Results: Fifty-two (25%) patients had postoperative SBS. The initial operations included colectomy (n=20), hysterectomy (n=8), appendectomy (n=5), gastric bypass (n=5), and other (n=14). Intestinal obstruction (n=38) was the most common reason for resection leading to SBS, either from adhesions (n=26) or volvulus (n=12). Postoperative intestinal ischemia led to resection in 14 patients. SBS occurred from 1 day postoperatively to years later, with 16 (30%) intestinal resections occurring within 1 month. Patients undergoing resection for intestinal ischemia were more likely to undergo resection during the first month than were patients with adhesions and volvulus (86% versus 4% and 25%,respectively, p < 0.05): Patients undergoing resection for ischemia and volvulus were more likely to have remnant length<60 cm compared with those with adhesions (57% and 58% versus 23%, respectively, p < 0.05). Patients undergoing resection for adhesive obstruction were more likely to undergo multiple resections. Thirty-five (67%) patients required longterm parenteral nutrition. Seven (13%) patients died, three in the early postoperative period and four from complications of SBS.

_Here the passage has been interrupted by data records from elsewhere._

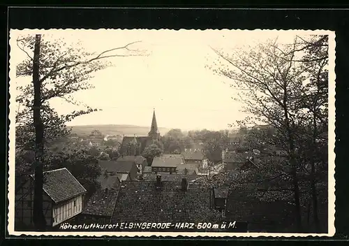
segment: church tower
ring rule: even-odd
[[[155,117],[155,108],[154,110],[151,126],[150,126],[150,131],[148,133],[148,136],[151,138],[152,140],[160,140],[160,133],[158,130],[158,124],[156,123],[156,117]]]

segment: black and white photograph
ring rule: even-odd
[[[8,231],[332,236],[329,31],[11,29]]]

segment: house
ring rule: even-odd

Conclusions: SBS is a potential postoperative complication of intraabdominal procedures and accounts for a considerable proportion of tertiary referrals for SBS. Surgical treatment of postoperative obstruction after common surgical procedures is the most frequent cause. Preventing adhesions, avoiding technical errors, diagnosing a potentially ischemic intestine in a timely manner, and approaching the frozen abdomen cautiously are important strategies for preventing this condition.